I took on the suggestion (though sceptically at first) and learnt that creative disruption is a concept whereby one actively defies common practice in order to create progress. Any leading business can demonstrate example of this: Amazon disrupted the retail industry by shaping it to convenience the customer throughout their simplified journey; Spotify also put the consumer at the helm and facilitated music streaming, disrupting the music industry in its wake.

Companies such as these have radically facilitated every-day activities and yet, aiming for disruption still does not sit well with me. Businesses speak daily about innovating and disrupting their industry, but I think my unease comes from the misunderstandings that many have around both its meaning and execution. Perhaps it is a semantic issue but too often the word is bandied around by those who aim not to improve something for a common good, but instead to reach private success through irreverence. Of course, it is wrong to follow convention just because it exists, but we also shouldn’t look to deconstruct convention simply because it exists either – that brash nature seems commonplace with businesses who want to seem ballsy to the public eye.

In fact, businesses shouldn’t even aim to be disruptive because true, positive disruption comes as a by-product. It is the result of finding a new solution and opportunity and that doesn’t have to be deconstructive at all. The commonality between Amazon and Spotify is that both invented a new gap in the market and opened up consumers to new possibilities of what they could expect from their retail and entertainment experiences respectively. Neither company threw their weight around and boasted about ‘changing the game’, and yet they both did because rather than seeking out what could be reconfigured, they brought something entirely new to the table.
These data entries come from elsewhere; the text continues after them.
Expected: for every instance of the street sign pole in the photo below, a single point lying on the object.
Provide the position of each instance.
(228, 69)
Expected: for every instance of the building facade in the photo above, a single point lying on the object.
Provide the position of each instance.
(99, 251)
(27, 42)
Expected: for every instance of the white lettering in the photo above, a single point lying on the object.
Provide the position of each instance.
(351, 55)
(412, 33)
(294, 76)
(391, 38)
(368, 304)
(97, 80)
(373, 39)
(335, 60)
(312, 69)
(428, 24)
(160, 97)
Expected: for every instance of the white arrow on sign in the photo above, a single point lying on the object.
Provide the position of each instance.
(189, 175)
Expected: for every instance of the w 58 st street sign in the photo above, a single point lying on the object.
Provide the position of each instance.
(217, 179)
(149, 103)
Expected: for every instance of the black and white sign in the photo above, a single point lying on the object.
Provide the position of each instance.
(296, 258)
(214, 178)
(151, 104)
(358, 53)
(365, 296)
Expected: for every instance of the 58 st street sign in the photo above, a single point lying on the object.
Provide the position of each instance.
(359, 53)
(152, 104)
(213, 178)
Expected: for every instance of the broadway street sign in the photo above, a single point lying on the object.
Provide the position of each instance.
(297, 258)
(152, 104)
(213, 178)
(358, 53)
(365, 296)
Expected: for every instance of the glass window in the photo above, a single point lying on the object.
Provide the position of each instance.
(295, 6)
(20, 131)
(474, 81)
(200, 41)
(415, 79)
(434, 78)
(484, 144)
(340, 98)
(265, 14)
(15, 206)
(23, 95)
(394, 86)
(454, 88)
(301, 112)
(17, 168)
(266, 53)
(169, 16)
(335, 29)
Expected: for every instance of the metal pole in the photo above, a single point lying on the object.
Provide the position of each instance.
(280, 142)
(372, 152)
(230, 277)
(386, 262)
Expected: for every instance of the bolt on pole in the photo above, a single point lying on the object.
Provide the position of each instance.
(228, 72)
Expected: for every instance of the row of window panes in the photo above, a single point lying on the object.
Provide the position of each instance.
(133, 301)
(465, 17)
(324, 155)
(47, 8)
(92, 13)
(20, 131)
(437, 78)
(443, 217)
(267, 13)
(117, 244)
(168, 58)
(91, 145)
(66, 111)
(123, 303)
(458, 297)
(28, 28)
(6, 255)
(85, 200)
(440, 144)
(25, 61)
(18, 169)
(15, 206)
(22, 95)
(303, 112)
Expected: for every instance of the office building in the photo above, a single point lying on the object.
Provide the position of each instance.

The point of all this then is that for a company to disrupt its industry, it must be forward-thinking, creative and innovative. Where factors like technology and consumer trends continue to evolve, businesses who can employ technology with unique applications or unlock new insights will have the tools to deliver a creative offering with no immediate competition. Disruption will then take affect and others will quickly try to follow suit in an attempt to not be bested by the superior idea.

Ultimately, the nature of disruption is subjective. Regardless of where you sit on the subject of Brexit for example, you cannot argue that it hasn’t been disruptive and that is because disruption is neither inherently good nor bad – its effect is personal and that is the case in the business world too: those who innovate will inevitably benefit themselves, and harm those who are unable to keep up.